The House Homeland Security Committee on Tuesday approved a bill by unanimous consent that would at least temporarily stop all commercial flights to and from the Caribbean nation, less than two weeks after Transportation Secretary Anthony Foxx traveled to Cuba on the first scheduled passenger flight in more than 50 years.

The five-page bill (H.R. 5728), introduced by Transportation Security Subcommittee Chairman John Katko (R-N.Y.), comes after panel leaders accused the White House of fast-walking the onset of commercial flights this year to shore up President Barack Obama's legacy.

The bill would bar the operation of U.S.-Cuba flights until the Obama administration has completed a study on security protocols at Cuban airports. The measure's sponsors argue that many of the canine teams used to sniff out bombs at Cuban hubs are made up of "mangy" dogs, airport workers aren't thoroughly vetted and the island nation's hubs are ill-equipped to screen travelers flying to the United States because they don't have magnetometers to detect nonmetallic explosives.

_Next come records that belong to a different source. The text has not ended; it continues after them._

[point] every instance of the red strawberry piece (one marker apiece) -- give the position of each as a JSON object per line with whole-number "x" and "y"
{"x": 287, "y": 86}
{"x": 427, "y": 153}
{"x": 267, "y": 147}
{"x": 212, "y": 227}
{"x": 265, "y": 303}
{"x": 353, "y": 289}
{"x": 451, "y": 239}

"There are now over 100 flights inbound to the United States out of Cuba. God help us if one of those planes has a bomb on it," Chairman Mike McCaul (R-Texas) said during the markup. "This island is only 90 miles away from Miami, from the United States. ... And we have no idea what the status of that security is in those airports."

Although the measure is unlikely to become law, its advancement brings attention to GOP leaders' ongoing criticism of the administration's decision to lift the travel restrictions. And while the markup is the last step for the committee, there are several more opportunities for legislative action since the House Foreign Affairs Committee also has jurisdiction over the bill and Sen. Marco Rubio (R-Fla.) introduced a companion measure (S. 3289) in the Senate this month.

McCaul and Katko - along with Reps. Henry Cuellar (D-Texas), Martha McSally (R-Ariz.) and Richard Hudson (R-N.C.) - tried this summer to travel to Cuba on a trip to personally assess the aviation security measures in place there. But Cuba denied the congressional delegation's visa applications, even after Homeland Security Secretary Jeh Johnson pushed the foreign government to give the lawmakers their needed travel documents.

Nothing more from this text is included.